Daniel Do (Cooperstone Lab) presents his poster on the bioavailability of tomato steroidal alkaloids in healthy adults.
The Russell Klein Symposium is an annual research conference hosted by the OSU Graduate Society of Nutritional Sciences that honors the legacy of a talented OSU researcher, educator, and mentor who lost his battle with acute leukemia in 2006. Foods for Health is a proud sponsor of this event, with FFH faculty, members of the FFH affiliate community, and their students prominently featured in the 2023 program.
Martha Belury, a member of the FFH faculty leadership team, shared a thoughtful tribute to her colleague Russ Klein. “Science brought Russ to OSU”, shares Dr. Belury, who joined the OSU Department of Human Sciences shortly before Dr. Klein. “Russ was an outstanding scholar, and an emerging leader in interdisciplinary research focused on diet, nutrition, and cancer.”
Trainees of FFH faculty members Jessica Cooperstone, Rachel Kopec, and Jiangjiang ‘Chris’ Zhu were well represented in the student poster sessions, featuring their work in the bioactivity of tomato steroidal alkaloids (Cooperstone Lab), nutrient bioaccessibility (Kopec Lab), and mass spectrometry-based metabolomics (Zhu Lab).
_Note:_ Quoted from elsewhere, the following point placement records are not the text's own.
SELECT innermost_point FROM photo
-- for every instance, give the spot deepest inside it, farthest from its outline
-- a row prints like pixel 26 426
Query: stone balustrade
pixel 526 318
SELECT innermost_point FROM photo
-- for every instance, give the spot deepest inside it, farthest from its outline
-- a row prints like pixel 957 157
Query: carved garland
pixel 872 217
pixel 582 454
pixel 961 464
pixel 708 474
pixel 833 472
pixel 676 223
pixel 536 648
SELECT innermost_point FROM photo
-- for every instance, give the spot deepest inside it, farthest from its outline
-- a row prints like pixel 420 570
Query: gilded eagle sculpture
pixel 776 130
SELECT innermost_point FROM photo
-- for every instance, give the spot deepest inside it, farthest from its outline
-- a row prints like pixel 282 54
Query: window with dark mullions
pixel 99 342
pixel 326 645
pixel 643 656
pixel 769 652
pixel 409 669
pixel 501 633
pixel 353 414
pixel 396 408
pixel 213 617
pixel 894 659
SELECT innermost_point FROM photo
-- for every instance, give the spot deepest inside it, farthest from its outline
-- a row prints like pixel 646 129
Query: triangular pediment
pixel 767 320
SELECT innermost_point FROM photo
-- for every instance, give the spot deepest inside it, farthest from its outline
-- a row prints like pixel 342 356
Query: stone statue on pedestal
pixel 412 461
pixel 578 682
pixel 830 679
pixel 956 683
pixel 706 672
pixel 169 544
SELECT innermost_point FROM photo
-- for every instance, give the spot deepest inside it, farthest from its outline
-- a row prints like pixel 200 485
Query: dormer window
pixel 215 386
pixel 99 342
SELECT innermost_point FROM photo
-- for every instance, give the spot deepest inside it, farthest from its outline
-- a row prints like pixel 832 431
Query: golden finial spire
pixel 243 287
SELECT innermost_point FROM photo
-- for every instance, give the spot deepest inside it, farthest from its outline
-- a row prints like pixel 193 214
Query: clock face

In total, their research programs were represented by multiple posters, with graduate students Daniel Do, Nishita Meshram, Ziqi Li, Agnes Joslyn Komey, Siqiong Zhong and undergraduate student Grace Benecke presenting.
In addition to FFH faculty, 12 FFH affiliates and their students participated in the poster sessions, which included research funded through the FFH seed grant program. “Foods for Health has invested over $750,000 in collaborative research at OSU since 2016”, says FFH Senior Researcher Matt Teegarden. “Not only have we seen a tremendous return on investment in terms of extramural funding, but these grants have also sparked significant scholarly outcomes and helped establish new teams that are still working together today. It’s great to see a lot of it in one place at forums like the Russ Klein Symposium.”
FFH faculty member Ali Nazmi delivered the afternoon keynote address with his talk “The role of intraepithelial lymphocytes in chicken resistance to enteric diseases”. Dr. Nazmi is a joint hire between FFH and the CFAES Department of Animal Sciences, with a lab located on the OARDC Campus in Wooster. His research focus is nutritional immunology, studying host-pathogen interactions.